Hence the primarily aim of any editor of a financial publication is to increase sales and produce content which will attract the best advertising rates, and that’s it. That is, the editors job is to increase revenue for his employer which may (or may not) include publishing research which is in the best interest of the readership.
Now the UK retail financial products market has a classic boom-bust cycle, where the financial products (ISAs, Pensions etc) which are the best sellers are the ones which can show the best historical performance. Hence, what was the best seller in Spring 2000, you guessed it, ‘Technology Funds’ only to noise dive over the next 2 years. At present, the best sellers are property related investment products, and as you can tell from the TV guide and newsagents shelfs the associated property investment media mania is in full swing. Hence, not only are the financial products in a boom-bust cycle but the associated media publications also follow the same boom-bust cycle. That is, in the main people buy publications in order to re-affirm views they already hold, at least this is what is implied from the sales patterns.

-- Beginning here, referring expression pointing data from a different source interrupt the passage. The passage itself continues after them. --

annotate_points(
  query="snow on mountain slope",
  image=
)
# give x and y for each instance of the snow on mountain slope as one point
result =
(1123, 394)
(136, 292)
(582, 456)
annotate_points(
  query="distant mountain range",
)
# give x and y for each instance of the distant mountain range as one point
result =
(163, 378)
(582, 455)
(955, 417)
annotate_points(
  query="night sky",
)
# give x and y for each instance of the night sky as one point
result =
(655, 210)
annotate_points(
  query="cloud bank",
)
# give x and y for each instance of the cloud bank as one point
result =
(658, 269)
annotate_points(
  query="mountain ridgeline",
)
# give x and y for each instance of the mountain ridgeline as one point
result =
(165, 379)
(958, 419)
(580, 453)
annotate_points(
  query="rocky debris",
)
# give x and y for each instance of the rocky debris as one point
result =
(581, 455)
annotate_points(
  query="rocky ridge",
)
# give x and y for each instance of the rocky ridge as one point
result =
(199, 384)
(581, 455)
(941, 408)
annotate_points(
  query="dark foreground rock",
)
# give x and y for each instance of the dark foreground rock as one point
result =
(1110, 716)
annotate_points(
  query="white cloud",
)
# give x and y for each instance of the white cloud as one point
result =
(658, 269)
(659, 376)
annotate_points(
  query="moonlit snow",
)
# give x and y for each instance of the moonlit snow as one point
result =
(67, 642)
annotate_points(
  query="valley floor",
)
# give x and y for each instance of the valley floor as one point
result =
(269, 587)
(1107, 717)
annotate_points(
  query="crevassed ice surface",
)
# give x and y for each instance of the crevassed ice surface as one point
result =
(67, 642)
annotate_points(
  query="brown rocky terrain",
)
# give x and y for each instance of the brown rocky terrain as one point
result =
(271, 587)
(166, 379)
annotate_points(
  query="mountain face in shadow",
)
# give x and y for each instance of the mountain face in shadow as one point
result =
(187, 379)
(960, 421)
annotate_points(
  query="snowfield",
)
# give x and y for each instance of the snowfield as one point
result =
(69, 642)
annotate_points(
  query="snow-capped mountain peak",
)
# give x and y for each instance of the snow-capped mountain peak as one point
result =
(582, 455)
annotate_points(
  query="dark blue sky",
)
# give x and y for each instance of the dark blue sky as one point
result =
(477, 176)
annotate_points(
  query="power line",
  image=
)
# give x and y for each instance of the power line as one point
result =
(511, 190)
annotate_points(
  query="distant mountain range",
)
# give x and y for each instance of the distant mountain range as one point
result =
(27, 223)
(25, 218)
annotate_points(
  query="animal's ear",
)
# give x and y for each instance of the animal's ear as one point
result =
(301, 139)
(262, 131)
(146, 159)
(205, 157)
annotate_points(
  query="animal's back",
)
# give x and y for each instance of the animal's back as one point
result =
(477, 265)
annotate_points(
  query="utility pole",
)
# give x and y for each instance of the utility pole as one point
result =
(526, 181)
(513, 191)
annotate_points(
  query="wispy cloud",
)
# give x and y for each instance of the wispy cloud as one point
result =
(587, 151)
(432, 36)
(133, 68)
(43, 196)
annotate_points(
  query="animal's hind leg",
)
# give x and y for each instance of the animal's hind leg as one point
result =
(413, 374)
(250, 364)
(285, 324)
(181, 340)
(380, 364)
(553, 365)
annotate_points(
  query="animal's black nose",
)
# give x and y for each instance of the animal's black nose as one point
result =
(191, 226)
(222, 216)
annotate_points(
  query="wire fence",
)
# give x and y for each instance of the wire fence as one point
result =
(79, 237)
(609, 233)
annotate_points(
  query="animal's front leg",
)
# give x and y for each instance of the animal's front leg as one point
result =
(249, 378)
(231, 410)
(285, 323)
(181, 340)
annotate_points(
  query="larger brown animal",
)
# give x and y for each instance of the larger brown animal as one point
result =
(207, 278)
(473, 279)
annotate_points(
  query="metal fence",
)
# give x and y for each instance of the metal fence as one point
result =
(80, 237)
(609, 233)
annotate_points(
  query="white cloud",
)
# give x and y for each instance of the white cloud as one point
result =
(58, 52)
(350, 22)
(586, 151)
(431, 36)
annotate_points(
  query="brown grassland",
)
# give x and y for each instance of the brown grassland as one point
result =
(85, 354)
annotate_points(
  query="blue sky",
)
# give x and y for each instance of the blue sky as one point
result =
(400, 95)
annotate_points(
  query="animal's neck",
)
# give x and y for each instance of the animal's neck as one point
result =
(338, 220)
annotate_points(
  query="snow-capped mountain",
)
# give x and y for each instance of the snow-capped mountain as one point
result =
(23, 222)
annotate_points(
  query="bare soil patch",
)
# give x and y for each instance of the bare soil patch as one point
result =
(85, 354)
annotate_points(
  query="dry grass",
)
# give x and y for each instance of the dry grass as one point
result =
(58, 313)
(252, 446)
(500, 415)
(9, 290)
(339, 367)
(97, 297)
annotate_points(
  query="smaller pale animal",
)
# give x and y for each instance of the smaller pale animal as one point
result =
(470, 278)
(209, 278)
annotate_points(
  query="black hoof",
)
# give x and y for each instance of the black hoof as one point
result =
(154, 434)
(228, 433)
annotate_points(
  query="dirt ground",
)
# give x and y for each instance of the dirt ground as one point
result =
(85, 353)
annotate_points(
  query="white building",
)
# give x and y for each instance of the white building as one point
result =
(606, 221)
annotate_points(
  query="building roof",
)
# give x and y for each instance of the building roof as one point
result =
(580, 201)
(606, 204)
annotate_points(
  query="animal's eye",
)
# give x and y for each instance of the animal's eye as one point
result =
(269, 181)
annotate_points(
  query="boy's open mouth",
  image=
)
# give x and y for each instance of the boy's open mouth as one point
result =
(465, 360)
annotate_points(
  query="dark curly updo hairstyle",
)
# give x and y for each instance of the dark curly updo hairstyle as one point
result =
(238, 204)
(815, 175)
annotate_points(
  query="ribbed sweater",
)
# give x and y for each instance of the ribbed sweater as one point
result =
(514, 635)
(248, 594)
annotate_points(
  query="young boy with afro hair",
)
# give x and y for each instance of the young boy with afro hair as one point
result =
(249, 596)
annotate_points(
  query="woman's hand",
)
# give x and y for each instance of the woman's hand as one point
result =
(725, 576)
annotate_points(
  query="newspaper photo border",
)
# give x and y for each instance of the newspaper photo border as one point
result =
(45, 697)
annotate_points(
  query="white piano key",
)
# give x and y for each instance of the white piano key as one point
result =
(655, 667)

It is also important to point out that financial products in the main are themselves created for more marketing than investment reasons. That is, a product (for example a unit trust, hedge fund, investment trust) is created because the marketing people within the financial institution believe they can raise money for it (i.e. sell it). Whether the investment rationale is there or not, is not really the point, if they can sell it they will create it. Hence, at present for example we have numerous property investment vehicles being released and associated with these releases are large marketing budgets which will be spent in placing ads on bill boards, newspapers and magazines. Hence, if the editor of a newsletter or magazine publishes (for example) property friendly articles then it greatly increases the advertising real-estate within his publication for parties wishing the advertise property related financial products.
I am not saying that all financial publications are devoid of any value, but the reader of any publication should take everything they read with a grain of salt, and bear in mind that the editor of all such publications will be influenced (to differing degrees) by the factors described above. In particularly, the smaller the publication the more pressure the above factors will exert of the editor because put simple if they do not sell and get advertisers then they simply go bust. The publications of larger more established publications can afford to take a long term perspective but saying this the temptation are still there to effect editorial decisions. Because of the inbuilt bias resulting from the nature of the financial media section I suggest that what ever you read from what ever sources, you always do your own research using as much as possible source data which is unaffected by third party editorial before making any investment decision.
In short, there are no short cuts or quick fixes in making investment decisions, and reading editorial without independently thinking and researching the issues yourself is not a reliable path to long term out-performance.